There was a "news" story in the main San Francisco paper a few years back, during the onset of whatever latest upcoming smoking and tobacco retailing regulation of the month was being introduced (which is many, including outdoor smoking bans carrying $500 fines), a propaganda piece to give legitimacy to Stanton Glantz and the tobacco bansturbators, in which a non-smoking radicalized anti-smoking lady went into a cigar store on the first floor of the building in which she worked and went off on the owner, giving him the old-what-for for his audacity to be operating a cigar store and legal ventilated cigar smoking lounge that had been in operation for decades, much longer than the non-smoking anti-smoking office worker many floors up who, per the propaganda piece, had repeatedly gone into the cigar store to scream and yell at the owner, telling him he should be ashamed and should shut down his store. It being San Francisco of course and the next new retail and smoking ban going to go into effect no matter what, the story was totally slanted to make her out as the hero in this situation instead of the nosey meddler who if she didn't like the cigar store, then should have ignored it and stayed out. But it may be whoever operates these banning campaigns, who have money and influence from higher up, might even pay or coerce a few lackey tools into doing these stunts in order to then write up a Press Release and turn anti-smoking, anti-gluten, anti-whatever into the impression of being legitimate and lending credence to their authority. The one who tried suing McDonalds in San Francisco turned out to be a highly paid state employee in charge of food and nutrition in California state government - at within less than one-half hour of her filing her lawsuit that time, the press release in her favour was put onto the wire service, only orginating out of Portland, Oregon - because the whole thing was not spontaneous or "news" at all, but a cleverly planned manipulation among players hoping to target the fast food industry. The woman in Austin, she may have been a set-up for the anti-glutten fake-charities, as part of their playbook.

Dick_Puddlecote said...

Sorry, Sean, but I think you have this quite wrong.

Her account of events is just that. Hers. As Gregster said, she was informed twice that he didn't offer gluten-free products but chose instead to try to "educate" him.

Ask yourself why he had that painted on his wagon in the first place. Was it not to deter people like her from using his van? Perhaps he has had his fill of sanctimonious whingers going on about it.

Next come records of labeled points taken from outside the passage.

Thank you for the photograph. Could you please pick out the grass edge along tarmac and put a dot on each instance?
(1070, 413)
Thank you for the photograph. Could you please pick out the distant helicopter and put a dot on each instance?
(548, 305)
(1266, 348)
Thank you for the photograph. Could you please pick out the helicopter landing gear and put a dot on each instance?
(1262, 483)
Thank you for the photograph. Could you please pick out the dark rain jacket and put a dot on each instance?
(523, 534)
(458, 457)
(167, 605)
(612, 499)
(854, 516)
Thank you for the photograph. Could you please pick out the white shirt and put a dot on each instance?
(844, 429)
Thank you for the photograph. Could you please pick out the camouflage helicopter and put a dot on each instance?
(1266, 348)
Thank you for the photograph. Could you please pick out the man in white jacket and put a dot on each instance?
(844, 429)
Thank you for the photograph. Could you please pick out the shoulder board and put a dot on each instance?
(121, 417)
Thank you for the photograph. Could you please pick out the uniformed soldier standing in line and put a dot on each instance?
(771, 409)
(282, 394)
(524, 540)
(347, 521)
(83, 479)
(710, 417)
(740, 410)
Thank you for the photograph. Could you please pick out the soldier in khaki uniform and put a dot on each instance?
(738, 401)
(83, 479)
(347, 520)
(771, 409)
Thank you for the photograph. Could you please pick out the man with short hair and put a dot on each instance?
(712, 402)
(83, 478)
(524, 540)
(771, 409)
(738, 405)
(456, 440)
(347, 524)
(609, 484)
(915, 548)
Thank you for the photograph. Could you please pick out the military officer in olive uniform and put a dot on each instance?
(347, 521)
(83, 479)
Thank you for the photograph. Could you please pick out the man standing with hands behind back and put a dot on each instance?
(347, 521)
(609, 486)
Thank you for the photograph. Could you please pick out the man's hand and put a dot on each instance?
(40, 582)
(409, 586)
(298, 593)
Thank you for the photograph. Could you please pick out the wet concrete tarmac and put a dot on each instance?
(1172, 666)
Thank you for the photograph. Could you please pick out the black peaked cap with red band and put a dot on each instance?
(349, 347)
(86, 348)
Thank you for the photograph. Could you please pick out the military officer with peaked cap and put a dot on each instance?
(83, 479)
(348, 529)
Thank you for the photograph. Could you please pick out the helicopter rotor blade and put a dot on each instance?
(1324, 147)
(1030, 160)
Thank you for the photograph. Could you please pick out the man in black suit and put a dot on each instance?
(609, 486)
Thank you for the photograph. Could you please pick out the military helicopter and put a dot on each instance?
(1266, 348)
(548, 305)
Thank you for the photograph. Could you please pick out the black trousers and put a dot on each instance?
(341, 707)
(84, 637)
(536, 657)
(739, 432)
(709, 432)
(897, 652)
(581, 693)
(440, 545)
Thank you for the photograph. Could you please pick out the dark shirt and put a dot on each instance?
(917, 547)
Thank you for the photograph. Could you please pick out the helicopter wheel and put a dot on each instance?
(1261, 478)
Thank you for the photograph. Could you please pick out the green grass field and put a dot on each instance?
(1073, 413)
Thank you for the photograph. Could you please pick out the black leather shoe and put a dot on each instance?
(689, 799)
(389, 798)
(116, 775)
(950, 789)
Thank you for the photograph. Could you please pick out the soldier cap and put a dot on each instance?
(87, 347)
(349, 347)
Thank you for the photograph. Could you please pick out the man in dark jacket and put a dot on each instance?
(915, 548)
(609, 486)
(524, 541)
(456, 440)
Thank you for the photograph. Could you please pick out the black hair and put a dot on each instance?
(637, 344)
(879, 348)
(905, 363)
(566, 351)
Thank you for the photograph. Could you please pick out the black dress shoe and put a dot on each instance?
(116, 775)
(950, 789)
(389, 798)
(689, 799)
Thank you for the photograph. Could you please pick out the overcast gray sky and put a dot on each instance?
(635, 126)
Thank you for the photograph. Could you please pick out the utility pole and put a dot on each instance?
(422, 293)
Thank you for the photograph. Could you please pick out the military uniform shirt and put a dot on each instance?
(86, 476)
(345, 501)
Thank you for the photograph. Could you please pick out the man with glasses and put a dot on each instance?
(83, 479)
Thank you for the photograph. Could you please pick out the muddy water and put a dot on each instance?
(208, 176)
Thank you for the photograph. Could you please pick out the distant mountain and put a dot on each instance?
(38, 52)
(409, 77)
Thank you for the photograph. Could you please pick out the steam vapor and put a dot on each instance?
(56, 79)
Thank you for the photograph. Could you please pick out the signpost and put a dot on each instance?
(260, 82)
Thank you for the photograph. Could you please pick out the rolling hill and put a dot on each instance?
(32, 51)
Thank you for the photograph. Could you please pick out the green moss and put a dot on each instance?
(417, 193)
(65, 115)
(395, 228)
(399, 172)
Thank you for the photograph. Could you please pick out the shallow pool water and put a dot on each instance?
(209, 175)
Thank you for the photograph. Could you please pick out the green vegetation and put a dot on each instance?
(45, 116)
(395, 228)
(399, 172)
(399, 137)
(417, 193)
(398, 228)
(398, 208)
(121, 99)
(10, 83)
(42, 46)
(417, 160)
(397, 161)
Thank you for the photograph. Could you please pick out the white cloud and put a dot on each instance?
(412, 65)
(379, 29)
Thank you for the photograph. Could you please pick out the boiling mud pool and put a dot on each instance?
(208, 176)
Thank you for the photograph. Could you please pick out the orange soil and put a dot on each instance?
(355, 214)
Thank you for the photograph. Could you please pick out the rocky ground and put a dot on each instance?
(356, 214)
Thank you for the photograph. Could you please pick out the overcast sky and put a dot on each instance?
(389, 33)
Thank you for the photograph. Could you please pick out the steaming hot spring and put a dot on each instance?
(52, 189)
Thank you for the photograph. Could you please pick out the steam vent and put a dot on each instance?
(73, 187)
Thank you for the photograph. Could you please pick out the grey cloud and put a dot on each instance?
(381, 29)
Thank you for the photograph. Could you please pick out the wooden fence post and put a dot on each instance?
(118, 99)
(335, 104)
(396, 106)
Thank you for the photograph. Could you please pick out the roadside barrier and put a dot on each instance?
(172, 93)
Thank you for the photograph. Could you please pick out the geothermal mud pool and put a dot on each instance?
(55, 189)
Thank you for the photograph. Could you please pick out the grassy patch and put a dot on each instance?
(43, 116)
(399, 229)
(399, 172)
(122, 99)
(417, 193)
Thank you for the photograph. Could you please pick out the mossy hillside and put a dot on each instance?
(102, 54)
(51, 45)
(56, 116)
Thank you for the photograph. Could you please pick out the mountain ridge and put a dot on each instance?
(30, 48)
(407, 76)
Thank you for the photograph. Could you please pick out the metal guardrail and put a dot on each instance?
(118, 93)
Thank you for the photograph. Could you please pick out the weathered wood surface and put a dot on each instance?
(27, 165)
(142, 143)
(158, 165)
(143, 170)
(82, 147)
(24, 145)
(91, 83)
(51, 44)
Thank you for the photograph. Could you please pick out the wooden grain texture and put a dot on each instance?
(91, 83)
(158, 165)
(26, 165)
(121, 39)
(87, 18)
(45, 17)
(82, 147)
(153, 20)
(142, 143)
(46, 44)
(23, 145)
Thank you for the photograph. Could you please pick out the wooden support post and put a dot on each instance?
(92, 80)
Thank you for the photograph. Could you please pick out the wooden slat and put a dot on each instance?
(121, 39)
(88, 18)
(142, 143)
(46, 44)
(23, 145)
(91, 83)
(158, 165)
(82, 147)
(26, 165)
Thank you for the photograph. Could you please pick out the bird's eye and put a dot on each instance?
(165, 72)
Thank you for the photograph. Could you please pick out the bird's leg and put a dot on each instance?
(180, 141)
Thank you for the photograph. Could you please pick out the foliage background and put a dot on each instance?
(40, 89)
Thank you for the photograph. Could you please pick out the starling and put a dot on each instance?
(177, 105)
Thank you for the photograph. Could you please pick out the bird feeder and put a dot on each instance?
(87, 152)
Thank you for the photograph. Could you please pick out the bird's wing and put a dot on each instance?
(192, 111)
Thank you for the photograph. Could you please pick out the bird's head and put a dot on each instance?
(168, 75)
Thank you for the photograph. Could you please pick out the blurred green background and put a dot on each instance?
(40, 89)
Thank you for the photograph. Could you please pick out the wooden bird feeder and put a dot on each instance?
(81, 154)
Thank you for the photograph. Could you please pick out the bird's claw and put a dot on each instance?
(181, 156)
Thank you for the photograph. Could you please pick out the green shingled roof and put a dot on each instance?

If she is medically in need of gluten-free products, I'd suggest that she would already have a long lost of where she can obtain that kind of thing without rocking up unannounced. Also, you'd think she might have assessed the situation - if it's that important - and would have noticed that he has no inclination, business need, or even sympathy to bother catering for her. It's not like he hid it or anything.

C777 had it right, and why I posted it, by drawing parallels elsewhere. I venture to suggest that she went there specifically to cause a problem precisely because he wouldn't dance to her tune. She was thwarted and so took her anger out by trying to rubbish the guy's online advert page.

His reply was awesome.

Someone who was truly concerned would have asked the question and then been polite enough, since you mention it, to have gone elsewhere. She did nothing of the sort.

Making excuses for either her ignorance or lack of respect for others is pretty silly.